Zoé reporta son regard sur le formulaire.
Elle ne répondit pas.
Elle n’en avait pas besoin.
La veille au soir, Miranda avait admis avoir donné de l’argent à Zoé.
Elle avait commodément omis de mentionner qu’elle avait signé le formulaire qui avait permis l’intervention.
Elle ne s’était pas contentée de donner de l’argent à Zoé et de faire comme si de rien n’était.
Elle avait contribué à ce que ça se fasse, puis avait minimisé son rôle quand on l'avait confrontée.
Mark a déposé une plainte officielle contre la clinique pour avoir pratiqué l’intervention sans jamais vérifier le consentement de l’un ou l’autre des parents de Zoé.
Il a aussi clairement fait savoir à Miranda qu’elle ne serait plus jamais impliquée dans les décisions concernant la santé ou l’apparence de Zoé.
Puis Zoé lui a posé une question à laquelle je ne m’attendais pas.
« Est-ce que je dois y retourner ? »
Mark l’a regardée.
« Chez moi ? »
Elle a hoché la tête.
Il n’a pas hésité.
« Non. »
Zoé est restée avec moi.
Pour la première fois depuis le coup de fil, Mark avait l'air vraiment anéanti.
Parce que Miranda n’avait pas seulement insulté son ex-femme.
Elle avait fait en sorte que sa fille ne se sente plus en sécurité, juste devant elle.
Mark a emménagé chez son frère trois jours plus tard.
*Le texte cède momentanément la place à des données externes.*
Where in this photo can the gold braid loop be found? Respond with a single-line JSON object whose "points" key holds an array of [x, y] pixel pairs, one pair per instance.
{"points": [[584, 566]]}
Il ne m'a jamais raconté en détail ce qui s'était passé entre lui et Miranda.
Il n’en avait pas besoin.
La seule chose qui comptait pour moi, c'est que quand Zoé a dit qu'elle ne voulait pas côtoyer Miranda, son père l'a crue dès le début.
Mais le plus dur a été de recoller les morceaux en toute discrétion.
Entre Zoé et moi.
Un soir, elle a monté le bac en plastique à l'étage.
« On peut regarder ça ? »
C’est ce qu’on a fait.
Cette fois-ci, elle n'a pas scruté mon visage comme si c'était une pièce à conviction.
Je lui ai raconté des histoires.
Elle a rigolé en voyant mes sourcils.
Je me suis vengée en lui montrant la coupe de cheveux de Mark datant de 2003.
Finalement, on en est arrivées à la robe verte.
Zoé a tenu la photo un moment.
« C'était celle-là », a-t-elle dit.
« La bonne, quoi ? »
« Celle vers laquelle je revenais sans cesse. »
Elle a scruté mon visage une dernière fois.
Puis elle a remis la photo à sa place sans toucher son propre visage.
C’est là que j’ai compris pour la première fois qu’on avançait.
Quelques mois plus tard, je me préparais pour le dîner quand Zoé est apparue derrière moi dans le miroir de la salle de bains.
Ses lèvres avaient depuis longtemps retrouvé leur aspect normal.
Elle a fixé mon reflet.
Puis le sien.
J’ai senti cette vieille peur remonter.
« Quoi ? »
Elle s’est penchée plus près du miroir.
« J’ai vraiment ta bouche. »
« C'est vrai. »
Elle a tourné la tête sur le côté.
J'ai attendu.
Puis elle a souri.
« Je suis désolée. »
Zoé fronça les sourcils.
« Pour quoi ? »
« La génétique. »
Elle a ri.
« Non. »
Ses doigts effleurèrent brièvement ses lèvres.
Puis elle se regarda à nouveau.
« Je crois que je vais la garder. »
J’ai ri si brusquement que j’ai failli abîmer mon mascara.
Zoé a ri aussi.
Et pour la première fois depuis qu’elle était rentrée à la maison, le visage caché sous cette capuche, aucune de nous deux n’a détourné le regard du miroir.